Małe małpki to duże miliardy. Stacje paliw bronią żyły złota
Niedawny projekt zakazu sprzedaży napojów alkoholowych na stacjach benzynowych wywołał sporo kontrowersji. Nietrudno się jednak dziwić, bowiem jak wynika z ostatnich badań, alkohol pełni dla stacji bardzo istotną rolę.

Podnoszenie tematu sprzedaży alkoholu na stacjach benzynowych zawsze odbija się w naszym kraju szerokim echem. Zwolennicy zakazu tej działalności twierdzą, że przyczynia się on w naszym kraju do pogłębiania problemów związanych z nadużywaniem alkoholu poprzez znaczne zwiększanie jego dostępności. Jak się okazuje, klienci stacji najbardziej upodobali sobie jeden, konkretny rodzaj zakupu.
Najpopularniejsze są klasyczne "małpki"
Jak wynika z danych NielsenIQ na które powołuje się "Rzeczpospolita", łączna, roczna sprzedaż alkoholu na stacjach paliw osiąga sumę niemal 1,3 mld zł. Stanowi to 2,6 proc. całego rynku alkoholowego w Polsce, wartego 50 mld zł. Jeżeli to dla kogoś mało to dodajmy, że w ciągu ostatniego roku sprzedaż ta wzrosła o 4,2 proc. Jak zaś podaje Rzeczpospolita, choć udział sprzedaży alkoholu na "cepeenach" w sprzedaży pozapaliwowej (czyli m.in. artykułów spożywczych, prasy, czy przyborów do samochodu) w I poł 2025 r. wynosił 2,6 proc., obecnie stanowi już 11,3 proc.
Nad wyraz popularne okazują się małe butelki wódki o pojemności 100 ml - czyli oczywiście popularne "małpki". Ponad co czwarty kupiony na stacjach paliw alkohol - a dokładnie 26,7 proc. - to właśnie wódka o najmniejszej pojemności. Dla porównania, w przekroju całego rynku (bez podziału na punkty sprzedaży) małpki stanowią 17 proc. kupowanego alkoholu, i to mimo zanotowanego w ostatnim czasie wzrostu o 3,7 proc.

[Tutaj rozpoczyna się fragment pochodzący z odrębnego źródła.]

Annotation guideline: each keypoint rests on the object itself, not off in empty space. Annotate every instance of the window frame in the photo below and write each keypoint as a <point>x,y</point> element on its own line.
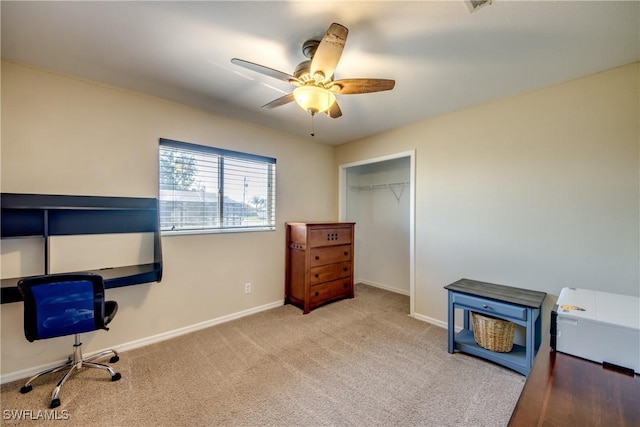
<point>222,155</point>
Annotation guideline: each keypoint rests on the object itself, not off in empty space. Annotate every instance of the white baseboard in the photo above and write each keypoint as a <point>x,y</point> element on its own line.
<point>27,373</point>
<point>383,286</point>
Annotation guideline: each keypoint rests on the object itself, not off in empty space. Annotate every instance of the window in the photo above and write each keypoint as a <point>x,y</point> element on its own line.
<point>205,189</point>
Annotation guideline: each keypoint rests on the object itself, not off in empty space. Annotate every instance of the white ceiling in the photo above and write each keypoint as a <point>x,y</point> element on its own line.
<point>442,57</point>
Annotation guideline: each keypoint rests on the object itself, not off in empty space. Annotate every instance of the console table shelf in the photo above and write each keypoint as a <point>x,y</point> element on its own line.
<point>520,306</point>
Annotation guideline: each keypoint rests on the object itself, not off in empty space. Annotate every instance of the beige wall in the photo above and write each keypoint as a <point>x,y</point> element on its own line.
<point>61,135</point>
<point>539,191</point>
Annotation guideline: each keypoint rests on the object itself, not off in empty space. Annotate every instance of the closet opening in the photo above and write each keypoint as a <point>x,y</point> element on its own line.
<point>378,194</point>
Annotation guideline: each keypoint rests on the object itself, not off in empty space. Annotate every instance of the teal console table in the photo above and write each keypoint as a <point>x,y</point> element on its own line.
<point>520,306</point>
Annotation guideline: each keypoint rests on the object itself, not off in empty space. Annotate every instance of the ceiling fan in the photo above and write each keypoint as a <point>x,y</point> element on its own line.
<point>316,88</point>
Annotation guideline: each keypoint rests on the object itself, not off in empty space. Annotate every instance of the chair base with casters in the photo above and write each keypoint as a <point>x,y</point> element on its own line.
<point>67,304</point>
<point>74,364</point>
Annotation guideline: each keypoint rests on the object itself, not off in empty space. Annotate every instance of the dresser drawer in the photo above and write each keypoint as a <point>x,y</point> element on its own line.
<point>329,236</point>
<point>330,255</point>
<point>329,272</point>
<point>324,292</point>
<point>489,306</point>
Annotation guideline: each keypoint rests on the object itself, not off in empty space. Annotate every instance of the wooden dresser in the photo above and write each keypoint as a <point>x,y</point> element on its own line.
<point>319,263</point>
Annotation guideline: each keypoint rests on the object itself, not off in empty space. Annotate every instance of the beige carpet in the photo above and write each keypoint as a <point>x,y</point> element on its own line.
<point>359,362</point>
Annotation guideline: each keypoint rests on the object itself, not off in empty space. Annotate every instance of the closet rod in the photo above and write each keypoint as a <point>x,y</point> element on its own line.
<point>377,186</point>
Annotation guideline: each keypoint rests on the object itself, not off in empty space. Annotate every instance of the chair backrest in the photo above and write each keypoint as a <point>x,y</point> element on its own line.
<point>62,304</point>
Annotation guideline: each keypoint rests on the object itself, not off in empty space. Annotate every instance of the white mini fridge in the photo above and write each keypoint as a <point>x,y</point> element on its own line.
<point>598,326</point>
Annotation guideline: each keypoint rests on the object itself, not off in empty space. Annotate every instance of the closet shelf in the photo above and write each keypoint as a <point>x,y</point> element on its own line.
<point>397,188</point>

Ludzie mają już tego dość - ale stacje próbują się bronić
Niedawno KP Lewica złożył projekt zakładający zakaz sprzedaży napojów wyskokowych na stacjach paliw. Spotkało się to ze sporą krytyką branży paliwowej, za która stanął POPiHN - Polska Organizacja Przemysłu i Handlu Naftowego. Zdaniem organizacji, stacje stanowią jedynie 5,5 tys. punktów sprzedaży alkoholu, podczas gdy ogólnie mamy ich w kraju 119 tys. Projekt ustawy zaprezentowany przez Lewicę ma być dyskryminujący wobec sektora paliwowego i nie zwalczy on problemu z alkoholizmem w kraju, a tylko doprowadzi do wzrostu sprzedaży gdzie indziej.
Osobiście mam nieco inne zdanie na ten temat. Myślę, że to nie jest tak, że kierowcy w drodze zajeżdżają na stacje, by kupować na nich alkohol, który sobie spożyją za kierownicą (a przynajmniej żywię głęboką nadzieję, że tak nie jest). Najprawdopodobniej takie statystyki napędzają ludzie, którzy na te stacje przychodzą na piechotę, bo w najbliższej okolicy nie ma sklepu monopolowego 24 h, ani Żabki (lub jest po 22/23 i ta się zdążyła zamknąć). W takiej sytuacji stacja benzynowa otwarta całą dobę przez cały tydzień, w niedzielę i święta staje się jedynym źródłem alkoholu - a szczególnie małpek na "jednego grzdyla".